When autonomous buses and taxis eventually take over the roads, say, in 20 to 30 years' time, those who drive for a living will be displaced. US-based consultant Chunka Mui warned on the Forbes blog that the list of jobs affected will not stop at taxi, Uber, bus and lorry drivers but run to "new car dealers, collision and repair shops, tow truck operators, insurance agents, adjustors, call-centre operators, ambulance drivers".

Experts in Singapore agree that driving jobs will inevitably have to go if autonomous vehicles prove to be safer, more reliable and resource efficient. But new jobs will be created assomeone has to monitor these vehicles, says Dr Marcelo Ang, acting director of the National University of Singapore's Advanced Robotics Centre.
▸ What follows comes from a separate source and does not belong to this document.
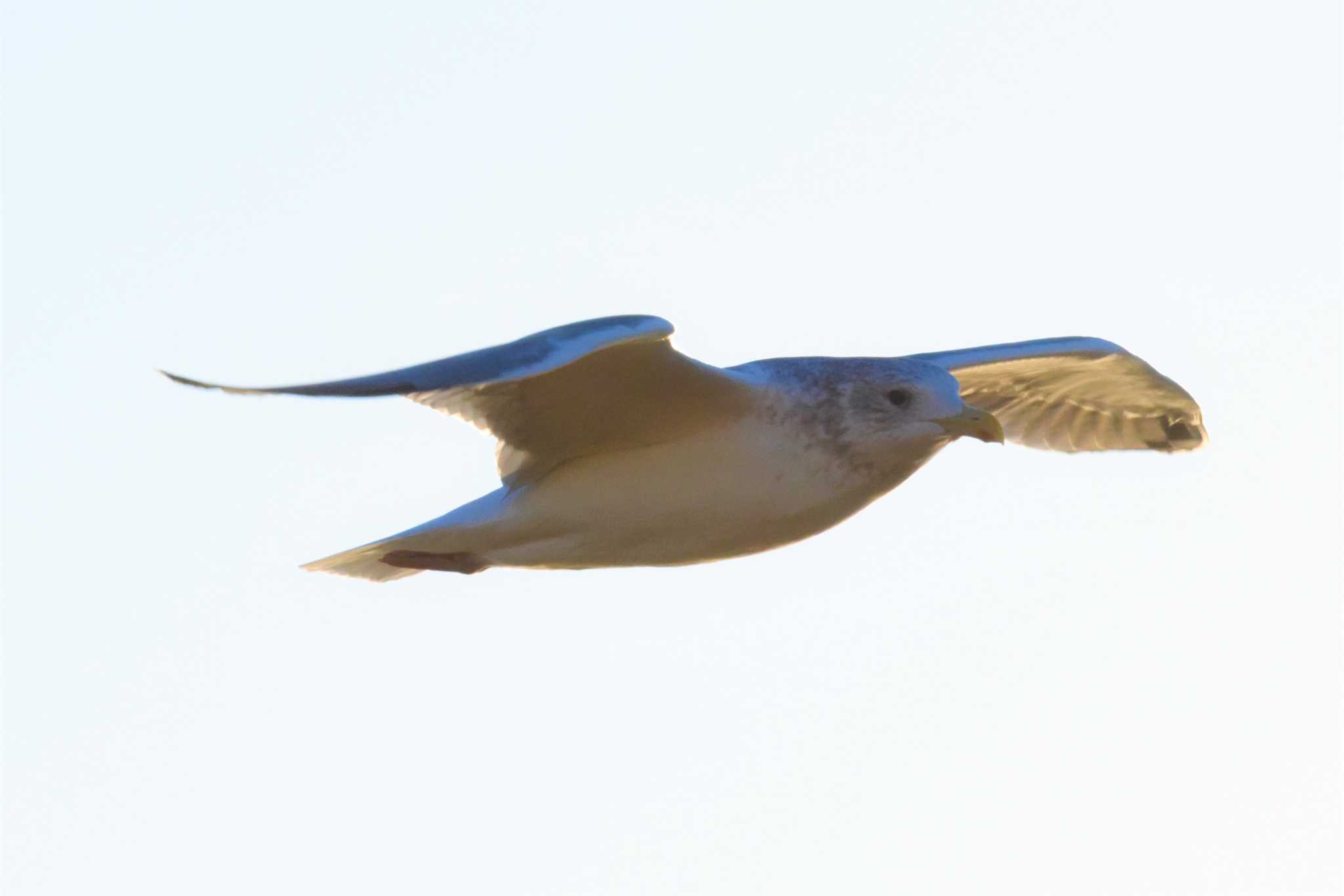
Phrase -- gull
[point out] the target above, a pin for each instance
(618, 451)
"They can be fleet managers but fewer numbers (of workers) may be required. They will do decision- making for extraordinary situations, such as accidents and unexpected scenarios. They could be like the air traffic controllers at airports," he adds.
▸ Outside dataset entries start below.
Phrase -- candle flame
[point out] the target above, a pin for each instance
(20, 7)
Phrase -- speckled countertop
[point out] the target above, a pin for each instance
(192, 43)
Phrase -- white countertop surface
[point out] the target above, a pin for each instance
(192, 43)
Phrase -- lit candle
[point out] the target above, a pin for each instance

Mr Robbert Lohmann, vice-president of marketing at 2getthere, the Dutch company behind Rivium's driverless buses, says: "We believe it shifts employment, creating more desk jobs and replacing manual labour...

"It adds to the knowledge economy or, in this case, economic growth. The reliance of Singapore on foreign labour will also become less."
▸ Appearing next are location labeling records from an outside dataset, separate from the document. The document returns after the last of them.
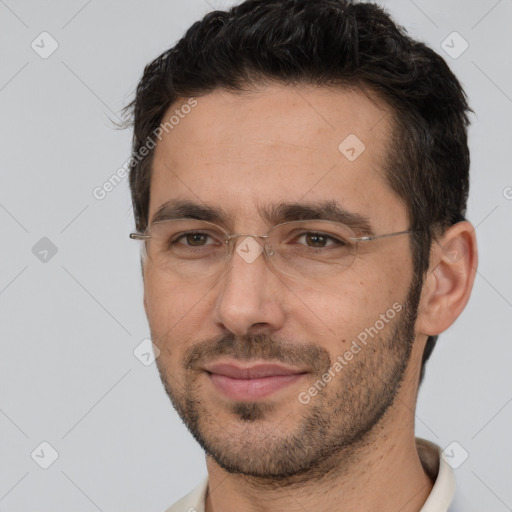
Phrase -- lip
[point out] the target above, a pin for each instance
(250, 383)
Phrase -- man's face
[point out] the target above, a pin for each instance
(242, 154)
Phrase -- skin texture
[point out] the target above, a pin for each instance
(355, 438)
Few locals want to be bus drivers. So operators like SMRT now hire 50 per cent of its bus drivers from countries such as China and Malaysia.

Last month, 2getthere announced a joint venture with SMRT to form 2getthere Asia, with plans to bring its driverless pods to Singapore and the region.

But does technology take away more jobs than it creates? How severe will the labour pains be for transport workers? Associate Professor Randolph Tan, director of the Centre for Applied Research at SIM University, says technological change creates as many, or even more, jobs than it renders obsolete, as happened when economies shifted from agriculture to industry.

"When it occurs too rapidly, the changes have been extremely disruptive for society. But if you look at the net gains over a period of decades after society has had time to adjust, you would find few people arguing for a return to pre-industrialisation standards in jobs and living," says Prof Tan.

Still, driverless technologies can lead to a rise in structural unemployment, when jobless individuals cannot find work due to a mismatch between their skills and those demanded by employers. "Government policy must prepare workers of the future to acquire the skills to perform complementary tasks," says Singapore Management University Economics Professor Hoon Hian Teck, and that is how SkillsFuture can be "a national effort to build a society more resilient towards disruptive technologies".

Experts also say that the negative impact of driverless cars on jobs has to be weighed against the gains to commuters, including groups who now struggle to access public transport. Mr Mui predicts that driverless taxis - which are set to cost less - will spell "freedom, independence and self-reliance for many seniors and people with disabilities". Driverless cars will also reduce the waste in resources spent hunting for carparking space. "Many of the issues that I raised apply to Singapore, and some perhaps more so because of the ageing population and the urban density," he says in a reply to The Straits Times.

Mr Moelker, the bus driver turned operator, says: "The system is easy to learn. (But) some people may find being a controller stressful. You have to make a lot of decisions at the same time. " Observing that there are few driverless systems in the world, he says "being a controller now is something special".